I saw his package. It spoke to me.
So as she is about to take the walk of shame she flips out. Apparently someone left a brown present in her shoes.
Judging by what's in the bathroom right now, I see you graced us with your presence last night.
my parents are out trying to convince the local liquor stores to post "do not sell our daughter alcohol" flyers. i'm preping my defense now.
I hope he doesn't find the chex mix when he takes my shirt off.
I kind of want you to get arrested just so I could frame an avatar mugshot.
Who would have guessed that her hair would be so flammable
Bro she gave me the stare. It's like she boned me with her eyes. I'm going in.
Had a grope session with a girl who looked like my Mom and had the same name as her as well. I think therapy is in order.
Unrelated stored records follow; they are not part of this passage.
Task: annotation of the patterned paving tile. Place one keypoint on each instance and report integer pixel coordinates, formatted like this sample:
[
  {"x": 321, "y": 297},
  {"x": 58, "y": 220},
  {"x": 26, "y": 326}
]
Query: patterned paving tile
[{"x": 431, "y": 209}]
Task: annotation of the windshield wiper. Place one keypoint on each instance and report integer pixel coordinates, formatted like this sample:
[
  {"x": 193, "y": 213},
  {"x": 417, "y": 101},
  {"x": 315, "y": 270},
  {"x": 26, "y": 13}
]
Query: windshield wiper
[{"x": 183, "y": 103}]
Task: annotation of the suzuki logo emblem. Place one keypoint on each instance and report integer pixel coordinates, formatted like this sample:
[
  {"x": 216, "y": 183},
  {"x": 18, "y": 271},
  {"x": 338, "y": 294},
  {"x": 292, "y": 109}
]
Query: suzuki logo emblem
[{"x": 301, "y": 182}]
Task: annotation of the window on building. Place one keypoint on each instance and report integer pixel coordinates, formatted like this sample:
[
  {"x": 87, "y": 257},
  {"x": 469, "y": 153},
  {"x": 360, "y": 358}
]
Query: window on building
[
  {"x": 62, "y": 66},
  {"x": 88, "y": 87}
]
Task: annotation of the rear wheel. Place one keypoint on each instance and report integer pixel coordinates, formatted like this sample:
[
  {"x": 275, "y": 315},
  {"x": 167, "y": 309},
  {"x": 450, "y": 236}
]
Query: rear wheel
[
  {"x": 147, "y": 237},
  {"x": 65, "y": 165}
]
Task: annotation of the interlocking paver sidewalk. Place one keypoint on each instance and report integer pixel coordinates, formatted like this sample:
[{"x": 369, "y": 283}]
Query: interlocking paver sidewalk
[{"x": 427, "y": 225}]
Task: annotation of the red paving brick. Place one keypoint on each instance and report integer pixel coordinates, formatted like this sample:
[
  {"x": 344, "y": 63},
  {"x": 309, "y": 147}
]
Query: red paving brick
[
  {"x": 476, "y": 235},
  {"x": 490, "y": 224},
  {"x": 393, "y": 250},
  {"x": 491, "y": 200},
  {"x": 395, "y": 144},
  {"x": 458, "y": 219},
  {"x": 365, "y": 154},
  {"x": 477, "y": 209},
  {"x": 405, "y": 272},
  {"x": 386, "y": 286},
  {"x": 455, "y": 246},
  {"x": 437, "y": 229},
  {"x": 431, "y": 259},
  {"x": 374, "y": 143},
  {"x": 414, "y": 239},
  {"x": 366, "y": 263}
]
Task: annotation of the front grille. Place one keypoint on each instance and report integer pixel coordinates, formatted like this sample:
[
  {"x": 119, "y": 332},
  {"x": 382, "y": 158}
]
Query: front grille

I'm just gonna yell "SURPRISE ME" and see what happens. No way this could go wrong
All's fair in love and war. and tinder.
Okay let's look at your past accomplishments you've done hungover... Sat great score, academic decathlon, state for track. I think you are solid to go out tonight
It's 1:26 and I have already found 5 fruit flies between 3 separate glasses of wine. This is supposed to be a summer problem. Fucking global warming.
I think the blind guy i flirt with on a regular basis is starting to realize he's old enough to be my father. I can't tell if he's into it or not.